New York Jets running back Frank Gore, on his third AFC East team in three seasons, has spent his time in the division looking up at the New England Patriots.
The balance of power, he believes, could be on the verge of shifting.
“It’s wide open,” Gore said Thursday on videoconference with reporters. “[Tom] Brady’s gone, and it’s wide open. You’ve got young quarterbacks, Sam Darnold and Josh [Allen]. I don’t know what Miami is doing or whatever. I think it’s wide open.”
The Patriots have captured 11 straight division titles, not to mention three Super Bowl championships in that span. Gore’s current team and former teams — the Miami Dolphins and Buffalo Bills — are hoping to capitalize on Brady’s defection to the NFC.
Gore, 37, third on the NFL’s all-time rushing list, decided to stay in the division, signing a one-year, $1.05 million contract earlier this month. The Jets’ plan is to have him back up Le’Veon Bell and serve as a mentor to rookie La’Mical Perine, a fourth-round pick from Florida.
The Gore-Bell-Adam Gase storyline will be one to watch. Gase coached Gore in Miami in 2018 and has a strong affinity for the veteran running back. Meanwhile, the coach’s relationship with Bell has been portrayed as lukewarm. How Gase splits the work between Bell and Gore will be fascinating.
Gore, who said Gase is one of the main reasons he signed with the Jets, lauded Bell as a tough competitor and hard worker. Gore said he will have no problem playing behind Bell.
“I’m cool,” Gore said. “I’m happy to be playing this game at my age. I’m happy that this organization is giving me an opportunity. I’m just coming in to work and help all the young guys, and show them young guys I still can play. Whenever I get my number called, I’ll just try to go out and make a play for our team to be successful. I’m very excited.”
Gore said he hasn’t spoken with Bell since last season’s finale between the Bills and Jets, when he ventured into the Jets’ locker room after the game to exchange pleasantries with Bell and safety Jamal Adams.
“I told him I need a jersey to put on my wall just because I respect his game,” Gore said of Bell. “I respect the way he prepares himself to get ready for the season. … He always respected me; I respected him. It will be fun. I’ve been around a bunch of talented running backs my whole career — college, the NFL. I’m going to do whatever it takes to help him, to help the other guys and also help the team be successful.”

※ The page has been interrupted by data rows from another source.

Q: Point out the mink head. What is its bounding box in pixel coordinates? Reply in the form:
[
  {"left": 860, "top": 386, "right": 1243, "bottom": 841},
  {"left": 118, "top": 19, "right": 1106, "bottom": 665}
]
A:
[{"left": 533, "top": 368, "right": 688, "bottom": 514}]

Gore set career lows in rushing yards (599) and yards per carry (3.6) last season, eventually losing playing time to rookie Devin Singletary. Despite the decline, Gore said he never considered retirement.
“I didn’t, because when I was playing the first six or seven games, I was balling,” Gore said. “I was balling. Once Buffalo started playing a younger guy, I felt like I still could do it. I just had to see what team would give me an opportunity.”
He also consulted with his son, Frank Gore Jr, who is entering Southern Miss in the fall.
“He was like, ‘Dad, I think you can go one more,'” he said.
Gore said he picked the Jets because of Gase, Adams and Darnold. Asked whether they could dethrone the Patriots, Gore gave props to the Bills, widely regarded as the division’s heir apparent.
“Buffalo, they have a bunch of great young talent,” Gore said. “The head coach, I respect him a lot. The general manager, I respect him a lot. They’re doing great things over there, but I’m on the other side now.”